Because he is enormously talented, Roki Sasaki(s abandoning Japan’s major leagues for America’s has unleashed a flood of observations from both Japan and the United States.

While these observations tell us precious little about the 24-year-old pitcher himself, they do tell us a whole lot about America and Japan, how attitudes and expectations differ, and how both societies encourage us to overlook the value of individual choice.

Prelude: Baseball stuff

Because people ask me, I can tell you a few things about how Roki Sasaki pitched in 2024 In terms of how each pitch affected opponents’ run expectation and adjusted for his team’s offensive context.

  1. His fastball was more effective than it has ever been, even if his velocity was down, and he got fewer swings and misses and foul strikes.
  2. His slider was more effective than his splitter this year as he mastered a slower (sweeper) with more glove-side break.
  3. The split that had been one of the most effective thrown in Japan in 2022 and 2023, was not elite in 2024, with Japan’s best split this year thrown by a pitcher who should be available to MLB teams after the 2026 season – Carter Stewart Jr.

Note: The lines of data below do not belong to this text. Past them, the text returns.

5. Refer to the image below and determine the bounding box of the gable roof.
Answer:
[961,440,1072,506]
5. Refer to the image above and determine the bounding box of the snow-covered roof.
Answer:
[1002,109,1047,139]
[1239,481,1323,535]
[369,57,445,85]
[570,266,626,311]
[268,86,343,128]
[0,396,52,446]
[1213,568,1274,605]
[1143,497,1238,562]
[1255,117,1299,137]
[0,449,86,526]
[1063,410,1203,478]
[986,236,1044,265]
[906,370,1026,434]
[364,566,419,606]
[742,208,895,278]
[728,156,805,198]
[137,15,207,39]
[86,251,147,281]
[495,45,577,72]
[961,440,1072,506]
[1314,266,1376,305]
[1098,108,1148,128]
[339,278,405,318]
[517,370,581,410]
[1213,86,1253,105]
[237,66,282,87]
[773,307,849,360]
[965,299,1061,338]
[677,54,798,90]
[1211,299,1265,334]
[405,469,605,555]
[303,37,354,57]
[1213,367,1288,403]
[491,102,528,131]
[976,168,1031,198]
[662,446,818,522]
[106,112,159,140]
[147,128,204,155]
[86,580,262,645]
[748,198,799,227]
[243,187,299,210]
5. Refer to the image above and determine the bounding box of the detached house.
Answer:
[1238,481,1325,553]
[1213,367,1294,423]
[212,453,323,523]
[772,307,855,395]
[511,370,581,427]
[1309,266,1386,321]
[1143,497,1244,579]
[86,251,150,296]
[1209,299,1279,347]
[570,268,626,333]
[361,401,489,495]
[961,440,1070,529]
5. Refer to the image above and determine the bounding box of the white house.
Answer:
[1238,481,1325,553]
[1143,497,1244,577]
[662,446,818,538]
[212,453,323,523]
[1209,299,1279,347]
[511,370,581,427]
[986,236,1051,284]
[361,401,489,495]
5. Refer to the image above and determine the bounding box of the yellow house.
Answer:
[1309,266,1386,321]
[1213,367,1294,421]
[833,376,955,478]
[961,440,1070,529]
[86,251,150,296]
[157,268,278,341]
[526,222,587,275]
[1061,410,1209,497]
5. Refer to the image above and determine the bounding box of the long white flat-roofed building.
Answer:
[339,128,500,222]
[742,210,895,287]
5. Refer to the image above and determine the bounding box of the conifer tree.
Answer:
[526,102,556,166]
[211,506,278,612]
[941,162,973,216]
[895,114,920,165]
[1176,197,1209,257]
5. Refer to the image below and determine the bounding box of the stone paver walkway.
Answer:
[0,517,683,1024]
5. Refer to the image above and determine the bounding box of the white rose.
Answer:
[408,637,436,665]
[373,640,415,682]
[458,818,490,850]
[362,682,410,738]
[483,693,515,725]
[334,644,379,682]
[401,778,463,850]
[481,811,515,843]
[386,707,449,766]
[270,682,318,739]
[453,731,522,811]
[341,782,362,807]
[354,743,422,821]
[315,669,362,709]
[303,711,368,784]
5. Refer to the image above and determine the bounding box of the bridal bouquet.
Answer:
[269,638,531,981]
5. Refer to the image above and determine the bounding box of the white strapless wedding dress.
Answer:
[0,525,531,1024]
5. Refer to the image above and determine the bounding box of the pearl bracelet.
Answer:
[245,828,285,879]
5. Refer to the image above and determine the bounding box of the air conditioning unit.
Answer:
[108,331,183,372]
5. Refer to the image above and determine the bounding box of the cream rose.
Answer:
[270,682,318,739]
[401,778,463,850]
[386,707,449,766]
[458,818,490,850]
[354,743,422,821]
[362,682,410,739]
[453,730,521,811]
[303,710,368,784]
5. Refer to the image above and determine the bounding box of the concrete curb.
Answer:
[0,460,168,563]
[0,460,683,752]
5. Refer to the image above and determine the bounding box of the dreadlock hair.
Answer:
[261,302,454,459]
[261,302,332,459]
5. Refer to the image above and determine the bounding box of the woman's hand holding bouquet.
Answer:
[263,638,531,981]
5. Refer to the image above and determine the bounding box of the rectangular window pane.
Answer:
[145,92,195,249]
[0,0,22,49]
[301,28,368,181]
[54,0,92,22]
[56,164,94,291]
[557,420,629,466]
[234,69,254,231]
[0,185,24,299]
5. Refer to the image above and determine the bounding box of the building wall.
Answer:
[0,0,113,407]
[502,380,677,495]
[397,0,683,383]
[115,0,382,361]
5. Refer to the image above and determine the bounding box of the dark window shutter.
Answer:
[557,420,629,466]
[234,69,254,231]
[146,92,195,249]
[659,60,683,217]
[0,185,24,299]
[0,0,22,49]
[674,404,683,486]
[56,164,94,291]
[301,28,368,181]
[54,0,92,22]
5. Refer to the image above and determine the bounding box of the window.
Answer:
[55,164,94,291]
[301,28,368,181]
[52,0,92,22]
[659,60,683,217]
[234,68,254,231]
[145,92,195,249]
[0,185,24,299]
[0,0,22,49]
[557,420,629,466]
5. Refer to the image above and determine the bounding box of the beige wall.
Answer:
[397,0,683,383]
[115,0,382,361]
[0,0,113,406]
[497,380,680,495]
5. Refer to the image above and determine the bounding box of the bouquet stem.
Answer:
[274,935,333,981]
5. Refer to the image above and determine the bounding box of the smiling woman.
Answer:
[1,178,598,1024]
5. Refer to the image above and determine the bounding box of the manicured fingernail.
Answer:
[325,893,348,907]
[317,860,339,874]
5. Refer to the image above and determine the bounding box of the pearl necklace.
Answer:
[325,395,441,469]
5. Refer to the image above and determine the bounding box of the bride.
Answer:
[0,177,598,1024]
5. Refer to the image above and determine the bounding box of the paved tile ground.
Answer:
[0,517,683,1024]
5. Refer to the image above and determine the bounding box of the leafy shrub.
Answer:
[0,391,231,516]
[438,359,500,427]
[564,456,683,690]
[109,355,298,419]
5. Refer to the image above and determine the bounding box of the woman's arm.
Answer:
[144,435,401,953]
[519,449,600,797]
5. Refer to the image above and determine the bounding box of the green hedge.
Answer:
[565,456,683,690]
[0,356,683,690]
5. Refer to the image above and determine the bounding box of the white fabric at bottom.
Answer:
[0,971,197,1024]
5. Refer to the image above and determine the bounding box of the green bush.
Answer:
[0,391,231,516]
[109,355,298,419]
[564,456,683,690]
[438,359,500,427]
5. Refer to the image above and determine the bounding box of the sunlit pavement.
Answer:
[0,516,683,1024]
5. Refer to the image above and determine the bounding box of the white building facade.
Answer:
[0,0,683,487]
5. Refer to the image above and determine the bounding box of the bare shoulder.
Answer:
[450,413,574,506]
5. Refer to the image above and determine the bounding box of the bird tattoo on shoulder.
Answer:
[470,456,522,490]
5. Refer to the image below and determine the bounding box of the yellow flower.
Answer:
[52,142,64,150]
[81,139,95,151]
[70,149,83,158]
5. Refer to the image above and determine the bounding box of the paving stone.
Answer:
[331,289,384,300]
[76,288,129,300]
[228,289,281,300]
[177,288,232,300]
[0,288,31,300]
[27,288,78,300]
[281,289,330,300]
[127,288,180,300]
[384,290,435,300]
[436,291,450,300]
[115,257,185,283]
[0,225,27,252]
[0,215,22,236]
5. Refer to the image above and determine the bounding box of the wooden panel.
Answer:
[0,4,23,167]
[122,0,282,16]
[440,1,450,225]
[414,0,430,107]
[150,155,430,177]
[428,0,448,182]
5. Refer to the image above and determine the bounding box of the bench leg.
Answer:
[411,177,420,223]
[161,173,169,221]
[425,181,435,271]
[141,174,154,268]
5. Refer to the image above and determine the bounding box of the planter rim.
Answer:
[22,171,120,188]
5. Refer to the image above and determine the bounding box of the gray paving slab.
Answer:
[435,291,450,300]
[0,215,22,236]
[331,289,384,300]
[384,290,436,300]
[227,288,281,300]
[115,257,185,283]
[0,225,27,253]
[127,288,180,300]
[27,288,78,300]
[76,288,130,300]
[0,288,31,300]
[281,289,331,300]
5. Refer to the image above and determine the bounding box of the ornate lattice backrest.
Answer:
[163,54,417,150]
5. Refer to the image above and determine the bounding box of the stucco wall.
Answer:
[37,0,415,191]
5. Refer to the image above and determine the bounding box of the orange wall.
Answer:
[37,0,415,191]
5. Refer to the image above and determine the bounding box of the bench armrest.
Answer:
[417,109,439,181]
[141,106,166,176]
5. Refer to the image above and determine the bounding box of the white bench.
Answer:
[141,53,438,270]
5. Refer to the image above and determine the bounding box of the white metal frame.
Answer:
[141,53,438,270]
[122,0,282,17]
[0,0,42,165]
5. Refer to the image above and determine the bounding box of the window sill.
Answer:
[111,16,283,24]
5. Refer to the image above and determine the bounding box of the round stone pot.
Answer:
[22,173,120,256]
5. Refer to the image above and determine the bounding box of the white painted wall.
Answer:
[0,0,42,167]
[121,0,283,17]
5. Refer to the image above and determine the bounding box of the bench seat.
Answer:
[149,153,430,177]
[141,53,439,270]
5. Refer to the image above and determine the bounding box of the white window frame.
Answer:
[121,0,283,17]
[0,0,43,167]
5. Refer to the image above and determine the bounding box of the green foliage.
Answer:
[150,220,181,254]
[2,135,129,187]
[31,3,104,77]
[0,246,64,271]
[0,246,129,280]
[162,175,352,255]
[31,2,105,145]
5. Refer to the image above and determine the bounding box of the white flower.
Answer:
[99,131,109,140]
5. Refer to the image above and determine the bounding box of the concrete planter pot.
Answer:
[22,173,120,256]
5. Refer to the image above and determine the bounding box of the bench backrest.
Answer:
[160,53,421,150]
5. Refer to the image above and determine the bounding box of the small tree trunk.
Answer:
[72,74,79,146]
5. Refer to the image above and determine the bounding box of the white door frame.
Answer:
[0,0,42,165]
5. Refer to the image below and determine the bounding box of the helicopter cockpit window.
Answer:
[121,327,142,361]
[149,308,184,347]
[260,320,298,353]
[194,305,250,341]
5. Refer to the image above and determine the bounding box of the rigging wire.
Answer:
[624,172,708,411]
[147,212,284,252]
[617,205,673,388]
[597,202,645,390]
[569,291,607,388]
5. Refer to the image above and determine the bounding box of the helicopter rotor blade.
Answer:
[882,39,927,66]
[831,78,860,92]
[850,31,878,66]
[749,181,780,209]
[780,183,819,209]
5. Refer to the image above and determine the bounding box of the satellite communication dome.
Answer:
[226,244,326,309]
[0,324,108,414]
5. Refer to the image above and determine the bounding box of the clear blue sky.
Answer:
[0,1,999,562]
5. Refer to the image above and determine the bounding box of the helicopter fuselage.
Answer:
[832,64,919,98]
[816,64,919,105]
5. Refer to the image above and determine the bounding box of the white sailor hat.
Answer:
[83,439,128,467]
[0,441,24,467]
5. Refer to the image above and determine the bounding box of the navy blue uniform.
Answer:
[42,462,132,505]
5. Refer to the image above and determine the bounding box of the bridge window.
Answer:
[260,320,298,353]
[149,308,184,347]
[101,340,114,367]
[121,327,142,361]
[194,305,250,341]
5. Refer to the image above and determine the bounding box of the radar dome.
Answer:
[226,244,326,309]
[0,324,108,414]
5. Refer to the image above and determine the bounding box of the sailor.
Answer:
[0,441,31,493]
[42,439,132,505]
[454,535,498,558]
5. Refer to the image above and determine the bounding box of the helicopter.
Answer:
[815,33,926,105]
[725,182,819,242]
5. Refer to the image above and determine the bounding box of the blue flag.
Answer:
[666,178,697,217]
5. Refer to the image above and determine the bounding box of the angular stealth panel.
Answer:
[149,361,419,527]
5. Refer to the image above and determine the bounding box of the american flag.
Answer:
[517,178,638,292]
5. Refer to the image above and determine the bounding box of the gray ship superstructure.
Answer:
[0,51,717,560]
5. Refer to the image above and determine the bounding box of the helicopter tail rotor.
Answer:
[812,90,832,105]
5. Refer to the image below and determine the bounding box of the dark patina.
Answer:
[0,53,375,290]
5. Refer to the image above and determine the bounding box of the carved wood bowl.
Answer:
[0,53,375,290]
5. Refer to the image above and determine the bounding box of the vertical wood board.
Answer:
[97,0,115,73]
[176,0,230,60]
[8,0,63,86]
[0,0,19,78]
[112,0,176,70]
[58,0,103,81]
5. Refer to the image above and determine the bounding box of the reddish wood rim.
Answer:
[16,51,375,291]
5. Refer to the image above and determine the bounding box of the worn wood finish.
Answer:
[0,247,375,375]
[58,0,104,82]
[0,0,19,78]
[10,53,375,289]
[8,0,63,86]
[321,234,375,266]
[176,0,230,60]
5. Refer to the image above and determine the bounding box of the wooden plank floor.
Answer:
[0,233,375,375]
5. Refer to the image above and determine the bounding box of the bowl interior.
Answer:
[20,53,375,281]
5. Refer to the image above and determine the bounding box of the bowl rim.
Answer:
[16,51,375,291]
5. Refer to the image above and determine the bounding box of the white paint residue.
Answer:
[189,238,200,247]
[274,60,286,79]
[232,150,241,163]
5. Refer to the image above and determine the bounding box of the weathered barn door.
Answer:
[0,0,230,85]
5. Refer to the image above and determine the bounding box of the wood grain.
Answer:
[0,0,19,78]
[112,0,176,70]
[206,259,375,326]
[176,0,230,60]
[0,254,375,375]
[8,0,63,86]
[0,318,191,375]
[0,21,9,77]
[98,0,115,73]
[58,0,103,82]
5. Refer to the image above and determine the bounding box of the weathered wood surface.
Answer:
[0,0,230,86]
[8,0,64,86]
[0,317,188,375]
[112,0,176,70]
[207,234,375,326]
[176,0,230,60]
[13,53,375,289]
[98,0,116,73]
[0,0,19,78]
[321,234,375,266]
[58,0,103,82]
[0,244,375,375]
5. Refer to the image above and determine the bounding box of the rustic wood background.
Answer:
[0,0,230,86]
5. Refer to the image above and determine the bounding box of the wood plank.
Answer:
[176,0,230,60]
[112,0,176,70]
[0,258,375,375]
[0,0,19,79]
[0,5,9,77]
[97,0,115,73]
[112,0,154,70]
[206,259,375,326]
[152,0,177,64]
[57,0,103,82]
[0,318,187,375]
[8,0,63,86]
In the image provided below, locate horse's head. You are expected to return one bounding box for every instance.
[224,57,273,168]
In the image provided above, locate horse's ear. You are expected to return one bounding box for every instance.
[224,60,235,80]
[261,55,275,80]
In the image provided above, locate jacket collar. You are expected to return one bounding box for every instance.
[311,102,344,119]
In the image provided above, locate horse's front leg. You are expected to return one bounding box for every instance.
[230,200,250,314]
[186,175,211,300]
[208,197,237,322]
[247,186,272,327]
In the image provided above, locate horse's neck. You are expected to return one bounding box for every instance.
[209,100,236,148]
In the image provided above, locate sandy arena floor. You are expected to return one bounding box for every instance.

Sasaki throws extremely hard with an almost effortless-looking delivery, and has had trouble maintaining his place in a once-a-week six-pitcher starting rotation for more than about six weeks at a time. All that was known.

But what Sasaki’s posting has really done is give us a refresher course on how many in Japan and America see not only baseball through the lens of their cultural perspective but also how they judge an individual’s actions.

Different worlds

Sasaki’s move to MLB means different things in Japan and the United States.

In the U.S. it means a veteran of four major league seasons will miraculously become–to those unaccustomed to a world where everything is not all about America–a first-year major leaguer. In Japan, it is seen as a sign that the world respects Japanese pro baseball–even if that respect is just MLB’s coveting players under contract with Japan’s major league teams.